Study Overview
Researchers from Technical University of Munich, Columbia Business School, and Harvard Business School analyzed over 16 billion ad impressions across 7,000 advertisers to understand how AI-generated display ads perform in the real world. The study examined ads created using an AI tool called GenAI Ad Maker, comparing them against traditional human-made ads.
Key Findings
The research reveals that AI-generated ads can match or exceed human-made ads' performance, but with an important caveat: they perform best when they don't look AI-generated. AI ads that consumers perceive as human-made achieved significantly higher click-through rates than both human-created ads and AI-generated ads that looked artificial. Interestingly, consumers often struggled to identify AI-generated content - about 59% of AI-generated ads were perceived as potentially human-made. The study found that certain visual features, like vivid colors, signal "AI-made" to consumers. However, AI excels at creating highly aesthetic images with prominent faces - features that consumers typically associate with human creation.

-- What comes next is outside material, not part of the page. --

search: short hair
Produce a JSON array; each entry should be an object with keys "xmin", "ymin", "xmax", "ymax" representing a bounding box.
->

Implications for Marketing
These findings have significant implications for the advertising industry. While AI can create ads much more efficiently than humans, success depends on making these ads appear natural and human-made. The research suggests that smaller advertisers benefit most from AI tools, potentially democratizing access to high-quality advertising content. The study also raises important questions about transparency in AI-generated advertising and how consumer perceptions of AI might evolve as the technology continues to advance. The researchers' analysis of newer AI models shows that while they're getting better at creating human-like content, the variation in perceived artificiality persists - suggesting these findings will remain relevant as AI technology evolves.